Eşim yine gözlerini gözlerime dikti. Anlıyor… Yeter terapi parası diyordur eminim. Yapmayacağım canım deli miyim diyorum ben de beden dilimle. Kıpırdanmalarım onu huzursuz ediyor biliyorum. Bir öpücük konduruyorum dudaklarına. Merak etme çok iyiyim mesajı bu. Rahat bir nefes alıyor. Hastalığımı öğrendiğinden beri bir başka bakıyor bana.

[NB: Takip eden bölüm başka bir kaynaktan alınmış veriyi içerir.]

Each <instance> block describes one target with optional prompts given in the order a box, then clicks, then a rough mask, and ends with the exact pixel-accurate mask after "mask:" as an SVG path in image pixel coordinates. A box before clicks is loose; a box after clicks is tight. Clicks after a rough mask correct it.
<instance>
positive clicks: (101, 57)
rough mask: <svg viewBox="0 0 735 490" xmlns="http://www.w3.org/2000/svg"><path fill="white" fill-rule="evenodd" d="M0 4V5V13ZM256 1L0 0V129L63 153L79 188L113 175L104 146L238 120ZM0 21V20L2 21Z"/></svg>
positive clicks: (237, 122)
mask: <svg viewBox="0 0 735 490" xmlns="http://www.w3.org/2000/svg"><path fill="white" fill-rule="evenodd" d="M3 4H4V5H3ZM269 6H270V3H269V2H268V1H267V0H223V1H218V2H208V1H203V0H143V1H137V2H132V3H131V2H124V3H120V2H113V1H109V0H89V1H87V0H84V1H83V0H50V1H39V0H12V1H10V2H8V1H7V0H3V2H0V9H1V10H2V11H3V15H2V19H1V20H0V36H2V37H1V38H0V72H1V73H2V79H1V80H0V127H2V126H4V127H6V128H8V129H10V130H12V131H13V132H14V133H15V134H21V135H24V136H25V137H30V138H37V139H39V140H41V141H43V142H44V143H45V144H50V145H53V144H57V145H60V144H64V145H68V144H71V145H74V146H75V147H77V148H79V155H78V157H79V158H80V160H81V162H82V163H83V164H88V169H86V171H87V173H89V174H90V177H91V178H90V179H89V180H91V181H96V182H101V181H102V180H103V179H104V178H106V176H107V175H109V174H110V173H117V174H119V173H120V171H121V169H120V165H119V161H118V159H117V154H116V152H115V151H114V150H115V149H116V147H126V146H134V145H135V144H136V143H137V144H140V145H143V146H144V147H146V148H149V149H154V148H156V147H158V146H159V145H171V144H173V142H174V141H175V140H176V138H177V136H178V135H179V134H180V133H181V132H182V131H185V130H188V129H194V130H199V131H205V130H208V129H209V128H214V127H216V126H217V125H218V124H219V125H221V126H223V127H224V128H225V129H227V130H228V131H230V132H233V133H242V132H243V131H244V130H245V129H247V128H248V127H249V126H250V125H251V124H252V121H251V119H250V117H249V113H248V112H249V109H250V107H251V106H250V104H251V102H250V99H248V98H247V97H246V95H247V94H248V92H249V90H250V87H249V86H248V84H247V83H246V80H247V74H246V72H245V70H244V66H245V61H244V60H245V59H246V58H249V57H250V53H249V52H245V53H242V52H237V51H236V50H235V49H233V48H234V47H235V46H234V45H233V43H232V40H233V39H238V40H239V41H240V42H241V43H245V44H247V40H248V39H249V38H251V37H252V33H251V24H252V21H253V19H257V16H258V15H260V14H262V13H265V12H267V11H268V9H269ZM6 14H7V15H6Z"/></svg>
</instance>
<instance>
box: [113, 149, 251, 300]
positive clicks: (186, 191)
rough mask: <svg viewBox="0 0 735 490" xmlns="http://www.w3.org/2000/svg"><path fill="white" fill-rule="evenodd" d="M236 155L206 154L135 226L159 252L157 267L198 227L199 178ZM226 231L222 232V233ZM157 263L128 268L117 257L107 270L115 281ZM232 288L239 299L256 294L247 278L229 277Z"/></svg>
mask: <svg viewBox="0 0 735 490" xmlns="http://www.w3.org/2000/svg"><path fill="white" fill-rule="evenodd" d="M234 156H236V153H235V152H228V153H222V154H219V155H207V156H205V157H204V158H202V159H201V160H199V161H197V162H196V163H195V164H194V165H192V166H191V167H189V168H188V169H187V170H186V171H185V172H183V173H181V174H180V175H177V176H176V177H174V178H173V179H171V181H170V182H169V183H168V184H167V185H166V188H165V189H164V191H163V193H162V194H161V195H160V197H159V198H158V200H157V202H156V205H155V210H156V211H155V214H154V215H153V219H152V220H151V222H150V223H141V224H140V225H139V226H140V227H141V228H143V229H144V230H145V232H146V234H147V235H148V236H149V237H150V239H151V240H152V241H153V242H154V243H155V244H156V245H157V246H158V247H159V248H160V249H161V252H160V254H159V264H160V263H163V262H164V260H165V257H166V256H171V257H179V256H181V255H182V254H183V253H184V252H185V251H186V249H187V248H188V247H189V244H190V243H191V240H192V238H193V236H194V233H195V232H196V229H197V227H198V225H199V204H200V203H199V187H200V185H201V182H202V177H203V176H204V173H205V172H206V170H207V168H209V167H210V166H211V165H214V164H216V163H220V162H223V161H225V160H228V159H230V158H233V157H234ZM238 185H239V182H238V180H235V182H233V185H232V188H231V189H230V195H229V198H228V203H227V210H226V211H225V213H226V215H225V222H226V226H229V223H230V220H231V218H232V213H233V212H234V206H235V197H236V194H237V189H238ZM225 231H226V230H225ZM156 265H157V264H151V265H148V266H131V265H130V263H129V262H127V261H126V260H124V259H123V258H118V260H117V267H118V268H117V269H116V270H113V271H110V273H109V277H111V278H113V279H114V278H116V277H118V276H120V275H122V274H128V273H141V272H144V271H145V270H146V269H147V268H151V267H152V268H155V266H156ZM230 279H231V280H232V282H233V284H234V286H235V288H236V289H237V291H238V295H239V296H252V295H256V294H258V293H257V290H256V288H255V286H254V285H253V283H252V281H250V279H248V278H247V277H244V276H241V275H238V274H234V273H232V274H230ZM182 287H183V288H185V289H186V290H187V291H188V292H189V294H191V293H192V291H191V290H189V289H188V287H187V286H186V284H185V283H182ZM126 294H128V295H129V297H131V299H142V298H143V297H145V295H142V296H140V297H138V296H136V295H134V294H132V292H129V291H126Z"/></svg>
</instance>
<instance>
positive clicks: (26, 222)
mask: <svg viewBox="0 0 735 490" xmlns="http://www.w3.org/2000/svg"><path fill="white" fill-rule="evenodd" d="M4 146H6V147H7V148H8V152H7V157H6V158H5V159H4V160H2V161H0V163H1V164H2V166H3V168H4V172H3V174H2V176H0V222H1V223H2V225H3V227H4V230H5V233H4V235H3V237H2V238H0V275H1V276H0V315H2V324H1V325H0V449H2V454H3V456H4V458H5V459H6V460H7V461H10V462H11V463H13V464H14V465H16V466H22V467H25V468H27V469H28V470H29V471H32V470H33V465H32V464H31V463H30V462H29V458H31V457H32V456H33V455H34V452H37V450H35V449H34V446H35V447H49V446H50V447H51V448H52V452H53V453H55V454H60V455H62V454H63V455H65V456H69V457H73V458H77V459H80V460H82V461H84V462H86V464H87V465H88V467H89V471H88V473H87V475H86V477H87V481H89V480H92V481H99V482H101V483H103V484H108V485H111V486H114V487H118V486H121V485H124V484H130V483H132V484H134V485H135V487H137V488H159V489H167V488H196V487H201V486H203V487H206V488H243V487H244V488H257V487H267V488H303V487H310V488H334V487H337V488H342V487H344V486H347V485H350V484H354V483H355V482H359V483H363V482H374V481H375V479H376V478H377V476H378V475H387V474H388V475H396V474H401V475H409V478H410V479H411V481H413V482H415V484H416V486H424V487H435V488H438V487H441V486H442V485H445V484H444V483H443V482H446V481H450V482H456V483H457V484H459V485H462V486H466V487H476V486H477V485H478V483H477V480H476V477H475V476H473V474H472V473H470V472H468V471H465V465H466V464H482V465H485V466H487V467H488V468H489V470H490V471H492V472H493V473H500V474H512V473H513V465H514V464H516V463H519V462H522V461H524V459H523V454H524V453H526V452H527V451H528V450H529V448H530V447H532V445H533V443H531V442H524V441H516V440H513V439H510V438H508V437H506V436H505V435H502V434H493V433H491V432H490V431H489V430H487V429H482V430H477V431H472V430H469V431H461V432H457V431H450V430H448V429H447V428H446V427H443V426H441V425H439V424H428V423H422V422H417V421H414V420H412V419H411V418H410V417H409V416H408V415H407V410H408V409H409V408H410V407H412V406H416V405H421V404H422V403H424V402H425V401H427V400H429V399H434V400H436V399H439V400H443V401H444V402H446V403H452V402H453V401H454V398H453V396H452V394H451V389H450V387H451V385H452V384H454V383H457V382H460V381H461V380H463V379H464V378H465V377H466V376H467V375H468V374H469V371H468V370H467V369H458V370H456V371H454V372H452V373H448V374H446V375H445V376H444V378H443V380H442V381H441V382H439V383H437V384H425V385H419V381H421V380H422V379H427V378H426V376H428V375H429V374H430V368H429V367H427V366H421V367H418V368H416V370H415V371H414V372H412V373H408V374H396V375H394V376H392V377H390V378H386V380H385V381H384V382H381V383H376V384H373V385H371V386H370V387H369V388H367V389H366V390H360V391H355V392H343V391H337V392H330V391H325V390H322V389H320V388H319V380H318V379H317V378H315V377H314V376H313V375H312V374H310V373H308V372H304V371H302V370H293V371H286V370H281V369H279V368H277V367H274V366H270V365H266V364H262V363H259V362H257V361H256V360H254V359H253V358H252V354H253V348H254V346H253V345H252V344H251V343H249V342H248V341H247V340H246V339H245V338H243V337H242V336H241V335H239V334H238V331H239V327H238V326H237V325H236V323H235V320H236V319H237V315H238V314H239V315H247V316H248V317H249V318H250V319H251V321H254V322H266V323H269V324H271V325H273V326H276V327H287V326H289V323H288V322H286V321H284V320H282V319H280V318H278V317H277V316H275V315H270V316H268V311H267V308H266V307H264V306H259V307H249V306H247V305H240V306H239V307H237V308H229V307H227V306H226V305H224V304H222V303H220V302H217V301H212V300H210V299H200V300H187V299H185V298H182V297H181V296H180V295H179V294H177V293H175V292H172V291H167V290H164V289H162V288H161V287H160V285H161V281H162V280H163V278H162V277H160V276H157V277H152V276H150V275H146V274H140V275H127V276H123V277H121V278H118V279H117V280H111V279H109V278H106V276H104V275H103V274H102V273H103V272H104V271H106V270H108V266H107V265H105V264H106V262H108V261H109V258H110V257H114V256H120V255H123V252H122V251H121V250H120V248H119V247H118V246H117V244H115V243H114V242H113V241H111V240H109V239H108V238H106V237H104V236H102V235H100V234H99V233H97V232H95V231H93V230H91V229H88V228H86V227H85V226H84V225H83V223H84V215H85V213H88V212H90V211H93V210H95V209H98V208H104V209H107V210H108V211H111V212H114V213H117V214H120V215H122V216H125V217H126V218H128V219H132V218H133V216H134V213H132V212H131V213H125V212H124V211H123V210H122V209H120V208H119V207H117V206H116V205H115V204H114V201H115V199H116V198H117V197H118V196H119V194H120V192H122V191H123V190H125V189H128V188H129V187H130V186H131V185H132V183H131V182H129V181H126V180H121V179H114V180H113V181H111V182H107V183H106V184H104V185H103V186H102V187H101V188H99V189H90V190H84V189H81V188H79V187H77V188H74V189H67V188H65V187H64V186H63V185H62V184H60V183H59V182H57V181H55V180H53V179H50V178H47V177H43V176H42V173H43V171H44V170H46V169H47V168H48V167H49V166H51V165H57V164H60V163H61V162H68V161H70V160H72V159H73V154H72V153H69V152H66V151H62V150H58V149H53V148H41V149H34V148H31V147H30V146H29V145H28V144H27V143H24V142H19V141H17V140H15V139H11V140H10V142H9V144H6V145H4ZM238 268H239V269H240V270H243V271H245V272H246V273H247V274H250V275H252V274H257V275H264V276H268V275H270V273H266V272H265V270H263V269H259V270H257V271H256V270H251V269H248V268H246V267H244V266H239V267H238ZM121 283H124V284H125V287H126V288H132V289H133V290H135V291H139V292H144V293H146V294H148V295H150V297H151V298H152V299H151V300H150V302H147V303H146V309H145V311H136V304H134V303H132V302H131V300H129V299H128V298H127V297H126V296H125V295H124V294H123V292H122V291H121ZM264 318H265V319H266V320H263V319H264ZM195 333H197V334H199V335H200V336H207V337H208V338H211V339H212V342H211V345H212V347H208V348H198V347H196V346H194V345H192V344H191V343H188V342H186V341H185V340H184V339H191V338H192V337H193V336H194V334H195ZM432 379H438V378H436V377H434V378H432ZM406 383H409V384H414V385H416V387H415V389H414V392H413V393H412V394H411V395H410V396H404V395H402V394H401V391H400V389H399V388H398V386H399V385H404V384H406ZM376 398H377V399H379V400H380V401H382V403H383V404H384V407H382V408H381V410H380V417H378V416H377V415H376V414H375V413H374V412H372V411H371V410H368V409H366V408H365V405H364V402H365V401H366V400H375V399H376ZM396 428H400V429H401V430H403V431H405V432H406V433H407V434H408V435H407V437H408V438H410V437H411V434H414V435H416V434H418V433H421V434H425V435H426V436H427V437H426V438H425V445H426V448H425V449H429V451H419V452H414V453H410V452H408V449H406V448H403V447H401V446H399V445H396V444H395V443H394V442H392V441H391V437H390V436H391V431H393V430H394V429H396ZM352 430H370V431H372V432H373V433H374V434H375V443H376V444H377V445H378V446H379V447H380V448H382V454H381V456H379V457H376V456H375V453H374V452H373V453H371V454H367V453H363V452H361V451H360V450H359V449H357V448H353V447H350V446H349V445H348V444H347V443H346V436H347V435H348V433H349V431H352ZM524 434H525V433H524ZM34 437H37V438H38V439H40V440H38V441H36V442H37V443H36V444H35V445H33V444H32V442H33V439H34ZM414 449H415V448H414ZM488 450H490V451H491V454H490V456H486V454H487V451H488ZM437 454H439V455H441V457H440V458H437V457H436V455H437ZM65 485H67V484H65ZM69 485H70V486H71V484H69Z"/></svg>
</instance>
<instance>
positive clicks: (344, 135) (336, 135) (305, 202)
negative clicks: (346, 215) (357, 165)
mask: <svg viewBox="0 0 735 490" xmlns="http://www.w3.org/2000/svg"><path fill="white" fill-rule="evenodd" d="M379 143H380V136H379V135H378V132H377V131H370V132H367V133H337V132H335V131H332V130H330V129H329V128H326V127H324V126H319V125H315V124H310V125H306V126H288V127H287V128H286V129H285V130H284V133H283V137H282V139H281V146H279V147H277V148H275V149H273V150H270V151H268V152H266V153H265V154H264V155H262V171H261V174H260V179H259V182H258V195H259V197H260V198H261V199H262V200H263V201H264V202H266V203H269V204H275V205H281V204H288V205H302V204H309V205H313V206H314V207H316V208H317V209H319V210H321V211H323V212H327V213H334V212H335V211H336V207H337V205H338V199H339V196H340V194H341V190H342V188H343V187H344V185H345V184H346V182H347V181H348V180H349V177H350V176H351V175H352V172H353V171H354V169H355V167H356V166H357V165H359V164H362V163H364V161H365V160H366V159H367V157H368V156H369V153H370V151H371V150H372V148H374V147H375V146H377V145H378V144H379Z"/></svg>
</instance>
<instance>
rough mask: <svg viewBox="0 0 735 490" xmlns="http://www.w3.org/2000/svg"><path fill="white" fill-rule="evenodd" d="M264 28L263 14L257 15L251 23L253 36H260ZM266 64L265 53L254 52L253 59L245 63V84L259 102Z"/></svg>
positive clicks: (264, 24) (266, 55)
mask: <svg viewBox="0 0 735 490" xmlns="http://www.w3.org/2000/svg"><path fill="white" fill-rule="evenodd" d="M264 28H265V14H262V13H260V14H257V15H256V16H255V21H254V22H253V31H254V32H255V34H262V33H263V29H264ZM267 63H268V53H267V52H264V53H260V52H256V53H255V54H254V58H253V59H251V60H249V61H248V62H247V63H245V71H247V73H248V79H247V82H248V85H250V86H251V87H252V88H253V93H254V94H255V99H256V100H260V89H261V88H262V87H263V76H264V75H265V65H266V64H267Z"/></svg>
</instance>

Hava güzel. Buz gibi… Kalın paltolar her zaman tercihimdir. Kocaman çantamı koluma atıyorum. Sadece yürüyeceğim. Yürüyeceğim. Şöyle bir alışveriş merkezine gitsem. Bakınmak için canım. Ne demişti psikiyatristim “aklını karıştıracak yerlerden mümkün olduğunca uzak dur.” Tamam doktorcuğum da hava çok soğuk sıcak bir yer şu alışveriş merkezi.
“Bugün son olsun hadi…”
Heyecan dalgası yavaş yavaş sarıyor bedenimi. Alt kata iniyorum. Bilindik bir market. Kameraların bir kısmı göstermelik. Bunu öğrendim. Maliyet meselesi. Hepsinde aynıdır uygulama. Üzerinde ışık yanıyor mu o önemli. Rafları tek tek inceliyorum. Makarnalar, oyuncaklar, köpek mamaları, unlar, sütler, içkiler. İçki! Bugün hedefim bu. O koca şişeyi alabilmek, çantaya kimseye göstermeden sokabilmek. Heyecan dayanılır gibi değil. Kalbim deli gibi çarpıyor. Uzunca bir süre oyalanınca bir görevli yanıma yaklaşıp kibarca yardıma ihtiyacım olup olmadığını soruyor. “Var, yardıma ihtiyacım var. Defalarca gittiğim terapiler hiçbir işe yaramadı sen tedavi edebilir misin beni? Durduramıyorum kendimi, bu çalma dürtümü,” demiyorum tabii ki. Teşekkür edip incelemeye devam ediyorum. Kızcağıza güven vermiş olmalıyım. Şık kıyafetim, pahalı paltom, deri çantam, yüksek topuklu deri çizmelerimle. Görevli uzaklaşınca elime geçen ilk şişeyi o koca çantanın içine sokuşturuveriyorum. Üzerine de şalımı atıyorum. Terledim. Gören var mı diye etrafı kontrol ediyorum. Her şey normal! Bunların üzerine alarm da koyuyorlar, onun için aslında içki riskli ama ne çıkar? Heyecanım daha da artıyor. Bir elimle çantanın içindeki incecik metal barkodu bulmaya çalışıyorum. Sanki telefonumu arar gibi. Bulduğumda yavaşça söküyorum yerinden. Oyunun ikinci perdesi başlıyor benim için. Etiketi görünmeyecek bir yere atıyorum. Biraz fındık fıstık alıyorum, kasaya doğru ilerliyorum. Sanki sırat köprüsünden geçecek biriyim. Damarlarımda dolaşan adrenalin başımı döndürüyor. Ya yakalanırsam? Ya beni polise teslim ederlerse?
İtibar… Kocamın zırvalamaları… Annemin ağlamaları… Baban olacak adam da böyleydi boyu devrilesice söylenmeleri… Doktorumun kaç gündür ne güzel gidiyordunuz sil baştan mı başlayacağız şimdi bakışları…
Yakalanmamalıyım. Bugüne kadar ilk seferim dışında beni yakalamayı başaramadılar, peki ya şimdi? Önümde uzunca bir kuyruk var. Bana bakan var mı diye bir kez daha fark ettirmeden tarıyorum etrafı. Herkes kendi derdine düşmüş. Önümdeki genç elimdeki iki parça şeye bakıp sırasını teklif ediyor bana. Onun sepeti dolu. Teşekkür ederek geçiyorum. Kasaya bir adım kaldı. Geri mi dönsem? Korku, heyecan iç içe geçmiş sarıyor beni. Tam o sırada arkamdan bir ses “Han’fendi, bakar mısınız?” Bakamam. “Han’fendi? Size söylüyorum.” Kaçmalıyım, kaçmalıyım. Fındık fıstığı tezgâha bırakıp önümdekini iterek kapıdan koşar adım çıkıyorum. Alarm ötmüyor. Arkamdan birinin bağırarak geldiğini duyuyorum. Nerede bu lanet çıkış kapısı? Aptal topuklar, lanet kadın bunlarla koşulur mu? Derken bir el omzuma değiyor. Bittim ben. Elimi çantama atıp hazinemi teslim etmek isterken, görevli şalımı uzatıyor. “Bunu düşürmüşsünüz. Neden böyle koştunuz anlamadım ki?” “Ah, çok teşekkür ederim, benim panik atağım var da bir an kalbim sıkıştı,” diyorum. “Ha” diyor, ne demek istediğimi anlayıp anlamadığımı bile bilmeden.
Yarın değil, diyorum kendime. Yarın yapmayacağım. Yeter artık bu heyecan. Yarın yapmayacağım. Alışveriş merkezinden çıkınca şişeyi bir çöp kutusuna atıp taksiye biniyorum.